Under the IRA, Medicare will be able to negotiate the cost of 10 prescription drugs with pharmaceutical manufacturers beginning in 2023 and the costs of the new negotiated prices won’t take effect until 2026. Eligibility will expand to 20 drugs by 2029.
So, while it’s possible manufacturers could look to recoup losses from the Medicare segment by raising prices for private sector plan sponsors, much is still to be decided, and change certainly won’t take place immediately.
“The IRA bill really is limited to the Medicare people, so it doesn’t have any immediate impact on private sector plan sponsors,” said David Dross, drug pricing and policy leader at Mercer Health and Benefits. “The fear that there is all of the sudden going to be some big pricing boon to the private sector — bluntly, it’s not.”
An additional requirement in the IRA bill caps price increases at no more than inflation, as manufacturers typically mark up the cost of a drug each year as part of a financial plan.
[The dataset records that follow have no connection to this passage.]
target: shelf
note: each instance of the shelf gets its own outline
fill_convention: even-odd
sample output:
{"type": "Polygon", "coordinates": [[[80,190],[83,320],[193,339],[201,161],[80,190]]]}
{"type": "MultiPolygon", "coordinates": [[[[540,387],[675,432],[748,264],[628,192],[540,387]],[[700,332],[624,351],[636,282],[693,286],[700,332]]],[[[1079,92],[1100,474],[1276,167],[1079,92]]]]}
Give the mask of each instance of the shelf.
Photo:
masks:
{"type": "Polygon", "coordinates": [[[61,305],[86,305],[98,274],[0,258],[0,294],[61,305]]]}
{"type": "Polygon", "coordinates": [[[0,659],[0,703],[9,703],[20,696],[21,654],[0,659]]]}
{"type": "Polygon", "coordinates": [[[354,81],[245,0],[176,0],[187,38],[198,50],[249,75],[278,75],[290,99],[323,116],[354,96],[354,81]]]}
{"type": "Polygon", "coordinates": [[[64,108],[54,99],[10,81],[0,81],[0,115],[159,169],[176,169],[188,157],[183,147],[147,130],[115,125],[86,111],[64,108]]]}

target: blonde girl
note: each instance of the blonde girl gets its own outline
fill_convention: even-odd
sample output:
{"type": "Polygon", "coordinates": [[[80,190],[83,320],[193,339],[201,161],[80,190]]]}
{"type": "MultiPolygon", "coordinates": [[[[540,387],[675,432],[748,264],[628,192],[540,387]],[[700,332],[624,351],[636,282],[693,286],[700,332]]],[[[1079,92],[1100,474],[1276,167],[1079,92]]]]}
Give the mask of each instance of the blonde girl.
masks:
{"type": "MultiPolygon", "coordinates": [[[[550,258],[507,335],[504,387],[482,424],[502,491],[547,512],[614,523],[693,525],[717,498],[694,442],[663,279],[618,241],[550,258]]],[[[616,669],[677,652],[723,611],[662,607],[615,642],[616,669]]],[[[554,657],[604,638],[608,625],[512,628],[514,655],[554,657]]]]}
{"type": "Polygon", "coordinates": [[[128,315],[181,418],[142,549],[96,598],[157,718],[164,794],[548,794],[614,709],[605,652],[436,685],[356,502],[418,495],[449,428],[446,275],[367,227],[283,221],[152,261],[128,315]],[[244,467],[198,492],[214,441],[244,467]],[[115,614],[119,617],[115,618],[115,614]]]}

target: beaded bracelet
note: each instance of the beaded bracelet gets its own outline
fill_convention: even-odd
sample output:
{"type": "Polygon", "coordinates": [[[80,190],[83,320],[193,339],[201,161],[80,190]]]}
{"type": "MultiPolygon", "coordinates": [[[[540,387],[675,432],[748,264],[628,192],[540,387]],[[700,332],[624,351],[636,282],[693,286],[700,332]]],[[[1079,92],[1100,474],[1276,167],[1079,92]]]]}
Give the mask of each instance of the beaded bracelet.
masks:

However, Dross warned that manufacturers could simply combat this by launching with a higher price to account for anticipated lost revenue from the price increase cap.
Schuman added that while she appreciates Congress’ effort to address the growing problem of prescription drug costs, she asserts the IRA bill falls short of necessary reform.
“True prescription drug pricing reform would pass needed savings on to employer plans and their beneficiaries — and incorporate structural reforms to increase value, competition and transparency,” she said.
Action Items for Employers
Dross emphasized that while the IRA bill is news fodder right now, there’s nothing for employers to address in the short term. However, he did note there could be value in providing communication to employees that underscores the organization is monitoring the issue and it won’t have any immediate impact on health benefits plans.
“It really is limited to the Medicare people, so it doesn’t have any immediate impact on private sector plan sponsors,” Dross said. “Develop messaging that informs employees you are going to keep our eye on this and do what you need to do to adjust to any future developments and go from there. That’s all you can say at this point.”
If price hikes to employer-sponsored health plans come to pass or seem imminent, Dross said therapeutic substitutions could be looked at by pharmacy benefit managers, as well as other, lower-cost treatment options that hadn’t been tapped in the past.
“You’d look to see if there are other drugs out there that could be substituted that haven’t been substituted until right now because there was no real reason to from a financial perspective,” Dross said. “But if there’s a drop or negotiated reduction on the Medicare side and the price goes up on the private sector side, you might find there are alternatives or other ways to look at sourcing or treatment that may involve a different therapy.”